The games themselves vary in tablet-friendliness. World of Goo, a game that’s available both in the OnLive PlayPack and as a native iPad app, is engaging in both versions. But its iPad incarnation is clearly superior, in part because it’s not constrained by network issues, and in part because it’s formatted to fill the tablet’s entire screen. (In OnLive, it and other games run in letterboxed mode, with black bars at the top and bottom.) If you want to play this game, you shouldn’t bother with OnLive: Just pay $4.99 for the iPad edition and be done with it.
LA Noire and Arkham City, however, aren’t otherwise available on the iPad. And with my Wi-Fi issues resolved, I had a blast playing them with the OnLive wireless controller. (The version of LA Noire reengineered for touch input wasn’t available in time for me to try it.) The gameplay was fluid and my input registered immediately. I forgot about the elaborate behind-the-scenes machinations that made it possible to play them at all on a tablet, which is as it should be.

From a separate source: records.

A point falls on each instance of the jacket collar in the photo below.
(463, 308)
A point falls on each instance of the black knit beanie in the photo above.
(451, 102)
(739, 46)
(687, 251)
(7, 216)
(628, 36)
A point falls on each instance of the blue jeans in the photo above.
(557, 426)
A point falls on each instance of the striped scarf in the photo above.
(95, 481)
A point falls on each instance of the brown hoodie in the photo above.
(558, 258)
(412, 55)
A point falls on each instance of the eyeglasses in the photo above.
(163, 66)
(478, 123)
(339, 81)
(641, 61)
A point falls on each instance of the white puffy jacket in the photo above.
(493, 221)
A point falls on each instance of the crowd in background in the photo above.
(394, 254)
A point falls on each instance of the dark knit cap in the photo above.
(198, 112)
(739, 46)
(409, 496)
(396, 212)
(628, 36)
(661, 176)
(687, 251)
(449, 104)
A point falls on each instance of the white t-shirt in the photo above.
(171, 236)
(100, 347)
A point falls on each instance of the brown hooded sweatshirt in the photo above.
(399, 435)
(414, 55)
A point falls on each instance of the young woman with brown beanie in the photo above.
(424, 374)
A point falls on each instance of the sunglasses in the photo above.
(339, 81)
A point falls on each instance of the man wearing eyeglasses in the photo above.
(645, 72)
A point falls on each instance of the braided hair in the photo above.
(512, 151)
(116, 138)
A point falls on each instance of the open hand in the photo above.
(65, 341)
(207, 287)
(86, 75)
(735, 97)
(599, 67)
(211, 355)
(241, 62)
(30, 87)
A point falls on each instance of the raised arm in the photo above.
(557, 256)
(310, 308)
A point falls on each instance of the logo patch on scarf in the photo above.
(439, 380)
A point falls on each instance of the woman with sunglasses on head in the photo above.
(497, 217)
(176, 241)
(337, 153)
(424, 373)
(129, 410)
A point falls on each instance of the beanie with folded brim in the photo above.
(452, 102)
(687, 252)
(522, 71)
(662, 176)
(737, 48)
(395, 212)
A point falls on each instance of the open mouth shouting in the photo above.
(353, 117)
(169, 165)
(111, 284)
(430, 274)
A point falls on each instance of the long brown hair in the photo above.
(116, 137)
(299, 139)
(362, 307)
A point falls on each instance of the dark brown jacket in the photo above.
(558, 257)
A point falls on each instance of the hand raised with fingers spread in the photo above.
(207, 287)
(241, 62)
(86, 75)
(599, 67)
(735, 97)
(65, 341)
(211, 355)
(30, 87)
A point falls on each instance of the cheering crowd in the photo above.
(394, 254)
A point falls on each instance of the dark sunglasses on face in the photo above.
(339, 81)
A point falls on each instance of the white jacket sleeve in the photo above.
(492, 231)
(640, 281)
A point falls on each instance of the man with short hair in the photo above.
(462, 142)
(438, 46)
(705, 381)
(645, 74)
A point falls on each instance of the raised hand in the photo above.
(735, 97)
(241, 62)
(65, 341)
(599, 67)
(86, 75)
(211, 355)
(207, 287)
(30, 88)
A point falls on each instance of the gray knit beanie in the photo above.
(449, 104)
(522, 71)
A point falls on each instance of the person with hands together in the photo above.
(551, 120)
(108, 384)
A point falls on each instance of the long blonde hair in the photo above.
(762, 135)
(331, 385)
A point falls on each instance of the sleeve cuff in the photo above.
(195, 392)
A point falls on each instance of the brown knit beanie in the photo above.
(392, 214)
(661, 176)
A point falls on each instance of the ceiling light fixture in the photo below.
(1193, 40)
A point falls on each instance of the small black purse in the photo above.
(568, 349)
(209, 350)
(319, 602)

Judging from my time with the iPad app, this initial version of OnLive for tablets and phones doesn’t fully live up to its potential for making serious gaming truly effortless. Even so, if it sounds the least bit interesting, I recommend checking it out. You can do so without spending a nickel, since the apps are free, and playable game previews are plentiful and instantly available. Rough spots and all, it’s still far closer to the future of gaming than buying a souped-up PC and stocking it with shiny discs from GameStop.